Date Your Best Friend

So you have fallen in love with your best friend, and you know for a fact that your best friend loves you, too. Well with a delicate situation like this, you need as much help as you can get to make the decision and process of transition from friends to couple run smoothly. Age does not matter so you could be 13 or 30 and all of these rules will apply!

Steps

  1. Think about just how long you have been friends. If you, for example, had been close friends for two years, you are two years ahead in getting to know each other and two years more comfortable with each other. Especially if you were the type of friends that told each other everything, having the following conversation with them should not be difficult or scary. Just take a deep breath, and remember that they will still be your friend no matter what.
  2. If you have already established your feelings for one another, good job and skip this step. But for those who have not, you need to gather your thoughts together and take a look at your behavior towards each other in the recent past. Have you been openly flirting with each other? Have either or both of you made comments about dating and being a couple? If so, then this is reassuring in letting you take the next step and telling your best friend your feelings.
  3. Move forward in your relationship. If you have not broken the touch barrier by this point, begin by doing that on the physical aspect of your relationship.
  4. Start out slow. You are still best friends, technically, so don't let old habits change. Just upgrade them. When you have that date officially, just be yourself. They fell in love with their best friend, not a stranger. Please do keep that in mind. If you HAVE broken the touch barrier by this point, feel free to show some affection. Of course, this all depends on you and your more-than friend's level of comfort with one another and physical contact itself.
  5. Remember that certain habits may NOT be continued on into this new relationship. For one, do not go on about the crushes you used to talk about when you were still friends. If they liked you all that time and held themselves together while you talked about crushes then, imagine how they would feel now, when you two are a couple! If you must continue these habits, find someone else to take their place as best friend in those areas.
  6. Don't be afraid to ask them what things they like or don't like. For example, if any previous people you were involved with liked the smell of perfume or cologne, it does not necessarily mean your current will. Remember, even though you may have been friends for awhile, does not mean you will know or even remember every single detail about them.

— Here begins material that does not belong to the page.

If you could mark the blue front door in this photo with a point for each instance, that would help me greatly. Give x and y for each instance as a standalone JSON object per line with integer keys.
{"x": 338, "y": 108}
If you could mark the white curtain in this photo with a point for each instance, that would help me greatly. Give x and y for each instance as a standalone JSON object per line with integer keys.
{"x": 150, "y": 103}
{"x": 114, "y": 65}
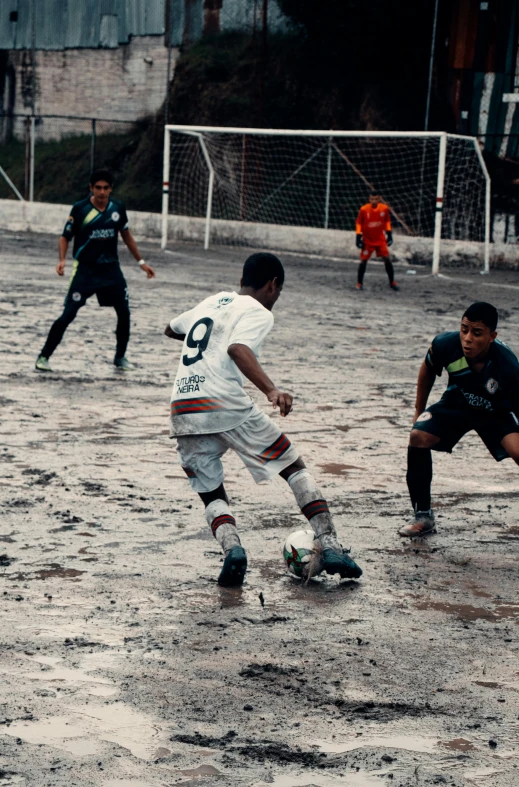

Even the people you find yourself closest to learn something new about you everyday. So don't feel awkward asking them about their preferences.
  7. You may already know their family, assuming you have been best friends long enough. If not, you have even more reason to meet them. However, what if you met them once or twice? How do you deal with the awkwardness that may come the next time you meet? Simply be polite and yourself, just as you were when you were only best friends with your significant other.
  8. Rules about phone calls do not apply to you as a couple. Some people say that phone calls between couples should only last a few minutes or the guy will end up in the "friend zone" because his girlfriend will start telling him everything. Well apparently the guy in this relationship managed to get OUT of the "friend zone" so it really should not matter. If you two are serious about the relationship, it makes no difference the length of the call.
  9. Treat yourselves like you really are a couple. If you say that you are, but go on acting only as friends, it will confuse both of you and irritate the other person. And lastly, don't forget to let them know that you love them. Many people forget that they shouldn't say "I love you" unless they mean it... But if they mean it, they should say it a lot.

Tips

  • Do not say "I love you" too fast.
  • You finally got what you've been dreaming of. Be happy and enjoy the moment!
  • Don't freak her out.
  • Don't forget to express your love.
  • Tell him/her why you love him/her.
  • Once in, use your experience with that person to make it seem like you've been together the whole time.
  • Don't change who you are! They date you for you and you shouldn't have to change for someone.
  • Remember that not all friendships work as a relationship! Sometimes it's just not meant to be.

Warnings

  • Be honest.
  • If you SAY you're a couple BE a couple.
  • It might be awkward at first but its awkward because you make it that way.
  • Know your limits.
  • If a reason comes that it did not work out, try saying something like "We can easily pretend it never happened." In order to retain your friendship if your confession didn't quite go as planned.